Day 6: Rouen – Forges Les Eaux (11th September)
Kms: 63.9 (plus 30 mins unloaded around town)
Hours: 4
We found it hard finding our way out of Rouen - we had a few false starts and motorway entrances before, as a compromise we took a hill towards the airport, a bit South West of where we are headed and possibly adding another 12 – 13 kms to the trip. We pretty much lost the early start from our hotel by this point but a breakfast at about 10 was well deserved. Second half of the day is on quiet roads and its nice riding.

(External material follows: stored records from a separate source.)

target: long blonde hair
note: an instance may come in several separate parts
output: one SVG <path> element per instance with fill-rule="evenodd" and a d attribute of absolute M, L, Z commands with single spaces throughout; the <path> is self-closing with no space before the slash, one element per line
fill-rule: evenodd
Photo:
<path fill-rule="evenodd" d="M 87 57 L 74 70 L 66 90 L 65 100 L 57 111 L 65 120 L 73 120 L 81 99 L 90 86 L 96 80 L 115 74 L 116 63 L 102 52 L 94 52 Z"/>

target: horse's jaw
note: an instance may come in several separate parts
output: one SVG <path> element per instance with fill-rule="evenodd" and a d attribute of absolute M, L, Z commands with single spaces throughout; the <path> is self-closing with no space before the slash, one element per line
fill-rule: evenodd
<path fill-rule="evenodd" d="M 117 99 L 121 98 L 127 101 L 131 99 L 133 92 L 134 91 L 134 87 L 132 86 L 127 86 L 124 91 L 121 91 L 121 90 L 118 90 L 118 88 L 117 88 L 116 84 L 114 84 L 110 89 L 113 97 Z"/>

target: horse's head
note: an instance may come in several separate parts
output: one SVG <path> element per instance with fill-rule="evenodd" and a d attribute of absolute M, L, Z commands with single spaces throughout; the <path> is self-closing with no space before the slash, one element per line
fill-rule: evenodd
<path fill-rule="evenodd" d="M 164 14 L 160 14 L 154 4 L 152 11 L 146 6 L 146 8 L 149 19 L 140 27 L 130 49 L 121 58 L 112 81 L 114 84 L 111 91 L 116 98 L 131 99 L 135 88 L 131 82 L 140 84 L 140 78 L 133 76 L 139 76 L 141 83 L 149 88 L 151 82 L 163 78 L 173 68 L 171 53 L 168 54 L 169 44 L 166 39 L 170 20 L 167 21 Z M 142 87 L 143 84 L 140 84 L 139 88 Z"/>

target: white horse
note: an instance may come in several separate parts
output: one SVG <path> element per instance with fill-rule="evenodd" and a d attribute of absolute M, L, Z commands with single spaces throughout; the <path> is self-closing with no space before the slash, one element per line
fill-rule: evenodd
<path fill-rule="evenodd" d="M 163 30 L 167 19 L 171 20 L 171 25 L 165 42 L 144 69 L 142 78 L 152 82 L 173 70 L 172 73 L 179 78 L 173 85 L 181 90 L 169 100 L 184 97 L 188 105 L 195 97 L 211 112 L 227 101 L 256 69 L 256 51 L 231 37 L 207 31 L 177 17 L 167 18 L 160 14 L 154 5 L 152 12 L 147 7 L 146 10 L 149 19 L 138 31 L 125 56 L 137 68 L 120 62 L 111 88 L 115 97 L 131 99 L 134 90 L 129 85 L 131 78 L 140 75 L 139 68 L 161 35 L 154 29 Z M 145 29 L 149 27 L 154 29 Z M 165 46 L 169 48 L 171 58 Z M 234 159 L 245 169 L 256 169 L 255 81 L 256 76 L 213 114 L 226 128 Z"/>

The hot pools are not open at Forges Les Eaux and the small town seems pretty dead, dominated by a large casino / hotel complex. The campsite is nice enough despite some persistent rain and this is pretty empty as well. Cheapest campsite to date at only 7 Euros probably due to the lack of nearby attractions or maybe we've hit the off season. I participate in some French based conversations which I don't understand.
Day 7: Forges Les Eaux – Dieppe (12th September 2008)
Kms: 55 (Approx – bike computer was playing up)
Hours on bike 3:45 approx
A slow and easy day following the Avenue Verte back to Dieppe. Translated as 'Green Road' the Avenue Verte is a car free trail running a pretty smooth line down an old railway track with possibly the best tarmac to date and good signposting but not a lot of excitement along the way. Scenery wasn't as spectacular as views from hard earned hill tops anyway. It was easy to pick up at Forges Les Eaux though a bit of a gray and drizzly day for the ride as there is not much to see on the route and it was a bit cold and damp to leave it for long. The biggest surprise of the day was that the cycleway spat us out about 8km from Dieppe and basically onto a busy byway.
The kite festival was on in Dieppe so we easily entertained ourselves for the afternoon watching people play on the fields by the sea, then had a late pizza dinner. Our ferry was scheduled to depart at 6am so we sat on the wharf playing cards and watching people walk their dogs into the early hours. At 4am we cycled the last km to the ferry terminal to check in only to find sleeping bodies lying in the corners of the open ferry terminal which we had decided would probably be shut but hadn't of course checked. The sleeping bags were just stirring when we found out that our ferry would be delayed a few hours. Finally on the boat at about 7am we slept very soundly indeed!.